Politics: The Brazen Frontier
In the political arena, lying has arguably reached its most theatrical heights. Politicians have always bent the truth, but what is new is the shamelessness with which it is now done. Falsehoods are repeated loudly and often enough that they take on the texture of fact and stitched into a palpable mosaic. Voters are told what they want to hear, election after election, with little consequence for those who routinely deceive. The post-truth era is not a warning it is a description of where we already live.
Big Business: Dressed in the Language of Values
Corporate deception has grown increasingly sophisticated. Companies publicly champion environmental responsibility while quietly lobbying against climate regulation a practice so common it has earned its own term: greenwashing. Financial institutions present rosy forecasts to investors while internally managing entirely different expectations. The gap between what corporations say and what they do has never been wider, yet the marketing machinery has never been more polished.

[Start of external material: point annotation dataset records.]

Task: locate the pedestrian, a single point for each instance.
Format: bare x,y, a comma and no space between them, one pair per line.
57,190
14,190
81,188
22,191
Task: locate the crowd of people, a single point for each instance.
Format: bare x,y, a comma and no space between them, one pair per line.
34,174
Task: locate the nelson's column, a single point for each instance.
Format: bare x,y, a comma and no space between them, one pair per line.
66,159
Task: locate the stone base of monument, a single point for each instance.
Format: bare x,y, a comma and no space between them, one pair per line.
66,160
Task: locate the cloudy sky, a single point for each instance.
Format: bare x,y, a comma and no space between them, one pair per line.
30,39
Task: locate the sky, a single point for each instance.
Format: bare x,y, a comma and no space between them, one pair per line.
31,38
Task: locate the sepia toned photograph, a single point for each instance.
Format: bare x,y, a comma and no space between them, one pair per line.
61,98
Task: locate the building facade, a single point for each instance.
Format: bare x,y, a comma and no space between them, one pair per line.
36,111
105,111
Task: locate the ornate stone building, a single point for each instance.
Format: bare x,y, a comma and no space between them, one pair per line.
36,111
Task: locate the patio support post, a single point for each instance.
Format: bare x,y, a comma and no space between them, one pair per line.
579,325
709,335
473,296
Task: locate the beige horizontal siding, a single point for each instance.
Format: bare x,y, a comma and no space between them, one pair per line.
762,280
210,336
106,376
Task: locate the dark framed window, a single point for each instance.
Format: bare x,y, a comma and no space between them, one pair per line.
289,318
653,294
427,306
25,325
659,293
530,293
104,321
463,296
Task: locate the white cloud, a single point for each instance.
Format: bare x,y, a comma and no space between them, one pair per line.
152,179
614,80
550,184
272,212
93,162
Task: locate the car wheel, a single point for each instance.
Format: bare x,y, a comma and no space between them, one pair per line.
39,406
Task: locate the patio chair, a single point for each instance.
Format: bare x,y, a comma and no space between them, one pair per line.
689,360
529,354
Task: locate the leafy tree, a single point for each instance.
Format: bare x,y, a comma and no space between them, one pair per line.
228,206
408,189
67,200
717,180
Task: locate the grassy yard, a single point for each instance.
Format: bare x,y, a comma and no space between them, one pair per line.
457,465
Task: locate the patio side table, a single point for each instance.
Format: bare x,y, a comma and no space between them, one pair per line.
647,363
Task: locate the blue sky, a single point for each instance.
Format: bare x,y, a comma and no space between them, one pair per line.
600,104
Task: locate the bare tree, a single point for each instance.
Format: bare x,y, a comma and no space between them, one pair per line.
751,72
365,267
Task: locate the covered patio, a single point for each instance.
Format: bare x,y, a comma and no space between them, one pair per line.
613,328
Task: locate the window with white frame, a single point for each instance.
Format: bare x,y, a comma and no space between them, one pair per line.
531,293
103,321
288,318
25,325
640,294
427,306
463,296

Medical and Technological Research: The Integrity Crisis
Perhaps nowhere is the erosion of honesty more alarming than in the fields entrusted with our health and our future. Research fraud the manipulation of data, the suppression of unfavorable findings, the ghost-authoring of studies funded by industries with vested interests has become a systemic problem. Goal posts are being routinely shifted to enhance market share by ensnaring a larger fold of patients. The pressure to publish, to attract funding, and to validate institutional agendas has turned honest inquiry into something optional. Meanwhile, technology companies make sweeping promises about safety, privacy, and benefit to humanity that bear little scrutiny when examined closely.

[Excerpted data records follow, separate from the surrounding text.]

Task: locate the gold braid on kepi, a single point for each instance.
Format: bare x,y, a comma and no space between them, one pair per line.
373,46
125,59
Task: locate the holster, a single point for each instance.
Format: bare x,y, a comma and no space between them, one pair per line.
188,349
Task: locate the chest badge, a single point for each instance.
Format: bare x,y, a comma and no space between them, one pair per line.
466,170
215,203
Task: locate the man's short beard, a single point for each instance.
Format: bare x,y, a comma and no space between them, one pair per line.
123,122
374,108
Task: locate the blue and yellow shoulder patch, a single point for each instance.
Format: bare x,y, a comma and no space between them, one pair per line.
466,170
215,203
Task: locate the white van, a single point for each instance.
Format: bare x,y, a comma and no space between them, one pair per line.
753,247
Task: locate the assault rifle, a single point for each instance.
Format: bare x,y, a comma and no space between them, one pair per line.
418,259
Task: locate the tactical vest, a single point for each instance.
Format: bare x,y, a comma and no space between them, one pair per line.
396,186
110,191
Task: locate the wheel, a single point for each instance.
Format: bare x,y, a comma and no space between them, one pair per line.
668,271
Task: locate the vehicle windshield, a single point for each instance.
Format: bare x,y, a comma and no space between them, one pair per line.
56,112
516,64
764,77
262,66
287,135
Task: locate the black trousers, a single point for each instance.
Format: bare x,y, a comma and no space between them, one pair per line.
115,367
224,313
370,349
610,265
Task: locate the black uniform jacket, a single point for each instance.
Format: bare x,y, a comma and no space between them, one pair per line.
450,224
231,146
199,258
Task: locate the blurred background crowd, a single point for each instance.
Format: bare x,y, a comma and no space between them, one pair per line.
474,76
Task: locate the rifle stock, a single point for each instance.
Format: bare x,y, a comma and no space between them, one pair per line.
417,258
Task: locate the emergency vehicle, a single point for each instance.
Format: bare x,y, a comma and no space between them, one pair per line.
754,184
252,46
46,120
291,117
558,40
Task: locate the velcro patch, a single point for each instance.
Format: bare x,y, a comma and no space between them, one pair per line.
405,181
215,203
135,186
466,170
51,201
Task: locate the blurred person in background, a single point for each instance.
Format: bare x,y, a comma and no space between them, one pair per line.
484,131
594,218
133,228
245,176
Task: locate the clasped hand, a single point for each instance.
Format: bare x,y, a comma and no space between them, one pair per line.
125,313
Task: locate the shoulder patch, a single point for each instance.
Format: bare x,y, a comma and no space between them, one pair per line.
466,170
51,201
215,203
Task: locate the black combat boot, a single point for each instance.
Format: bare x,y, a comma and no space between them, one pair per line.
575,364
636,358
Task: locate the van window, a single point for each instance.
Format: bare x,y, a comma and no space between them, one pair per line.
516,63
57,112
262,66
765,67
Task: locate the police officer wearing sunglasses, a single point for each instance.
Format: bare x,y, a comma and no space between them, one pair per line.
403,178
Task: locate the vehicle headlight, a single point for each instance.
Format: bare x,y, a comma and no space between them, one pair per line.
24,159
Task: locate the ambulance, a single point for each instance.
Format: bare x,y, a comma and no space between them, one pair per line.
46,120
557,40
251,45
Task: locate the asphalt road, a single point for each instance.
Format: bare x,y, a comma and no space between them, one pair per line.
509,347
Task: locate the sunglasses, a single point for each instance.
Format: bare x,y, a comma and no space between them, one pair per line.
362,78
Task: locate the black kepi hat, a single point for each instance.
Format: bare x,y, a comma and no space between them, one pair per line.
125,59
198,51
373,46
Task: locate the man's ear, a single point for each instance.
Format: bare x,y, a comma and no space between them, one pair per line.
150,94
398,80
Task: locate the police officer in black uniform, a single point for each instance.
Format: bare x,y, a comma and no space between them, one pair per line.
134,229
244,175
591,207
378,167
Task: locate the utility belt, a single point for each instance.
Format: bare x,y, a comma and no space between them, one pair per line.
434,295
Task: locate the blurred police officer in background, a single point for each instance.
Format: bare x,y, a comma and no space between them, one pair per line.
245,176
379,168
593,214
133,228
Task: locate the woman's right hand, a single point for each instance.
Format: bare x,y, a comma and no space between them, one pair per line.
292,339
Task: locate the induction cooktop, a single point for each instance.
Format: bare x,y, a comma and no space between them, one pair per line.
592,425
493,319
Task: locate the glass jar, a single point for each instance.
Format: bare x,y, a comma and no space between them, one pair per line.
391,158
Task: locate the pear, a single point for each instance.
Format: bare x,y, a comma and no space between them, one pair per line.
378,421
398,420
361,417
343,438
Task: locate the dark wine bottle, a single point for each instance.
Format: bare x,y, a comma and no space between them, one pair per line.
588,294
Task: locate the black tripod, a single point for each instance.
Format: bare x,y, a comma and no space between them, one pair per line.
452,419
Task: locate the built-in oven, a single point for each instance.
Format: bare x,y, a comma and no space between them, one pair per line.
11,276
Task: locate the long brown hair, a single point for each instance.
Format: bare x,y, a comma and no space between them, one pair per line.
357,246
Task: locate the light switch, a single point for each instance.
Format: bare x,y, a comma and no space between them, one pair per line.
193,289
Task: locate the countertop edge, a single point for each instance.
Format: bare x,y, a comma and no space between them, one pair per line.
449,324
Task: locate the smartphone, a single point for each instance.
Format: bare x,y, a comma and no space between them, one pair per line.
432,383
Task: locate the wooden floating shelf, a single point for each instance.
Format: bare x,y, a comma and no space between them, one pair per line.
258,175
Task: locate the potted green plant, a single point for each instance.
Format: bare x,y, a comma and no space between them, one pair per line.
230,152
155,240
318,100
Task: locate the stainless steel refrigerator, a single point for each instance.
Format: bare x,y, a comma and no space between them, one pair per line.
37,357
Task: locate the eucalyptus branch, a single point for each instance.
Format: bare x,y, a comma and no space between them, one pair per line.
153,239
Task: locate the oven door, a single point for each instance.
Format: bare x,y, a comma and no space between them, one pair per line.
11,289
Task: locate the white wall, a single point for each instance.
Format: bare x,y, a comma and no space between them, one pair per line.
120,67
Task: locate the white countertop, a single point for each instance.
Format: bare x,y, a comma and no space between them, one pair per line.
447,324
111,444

Religion: Betrayal of the Sacred Trust
Religious institutions, which have historically positioned themselves as the moral conscience of society, have not been immune. Scandals of cover-up and concealment have rocked churches, temples, and organizations across faiths and continents. Leaders who preached integrity before their congregations were revealed to have been living double lives. The institution meant to hold the line on truth became, in too many cases, a machine for protecting its own image at the expense of those it was supposed to serve.
Why Has This Happened?
The normalization of lying is not random. It has structural causes. The relentless demand for short-term results creates incentives to misrepresent. Social media rewards confident, emotionally charged claims over nuanced, honest ones. A 24-hour news cycle and social media posts move too fast for accountability to keep pace. And crucially, when leaders lie without consequence, it sends a signal to everyone below them: honesty carries a cost, while deception pays dividends albeit short term. Aggregates of these short-term dividends are too big an inducement for people with no elastic moral compasses to ignore.
There is also a psychological dimension. When lying becomes widespread enough, people stop expecting truth. They become cynical, then numb, and eventually complicit either by adopting the same behavior or by simply choosing not to look too hard. Gravity of the crime is mellowed and hollowed out stemming from apathy and attrition.
The Stakes
This matters enormously. Trust is the invisible infrastructure of civilization. Economies, healthcare systems, democracies, and communities all run on the assumption that people are at least most of the time telling the truth. When that assumption erodes, the costs are profound: institutions lose legitimacy, citizens disengage, cooperation breaks down, and the vulnerable are left without recourse and reconcile to their suffering.
The problem is structural, not merely ethical. As long as there are amongst clients of truth, financiers, the distortion will continue, sophisticated, deniable, and dressed in the language of optics. This isn't just dishonesty it's the corruption of the epistemic commons where the agencies entrusted with describing reality systematically distort it.
Calling lying the new normal is not cynicism for its own sake. It is a researched diagnosis. The first step toward any cure is an honest look at the disease, acknowledge its existence, seek remedial measures and thereafter disincentivize and penalize those who adapt it.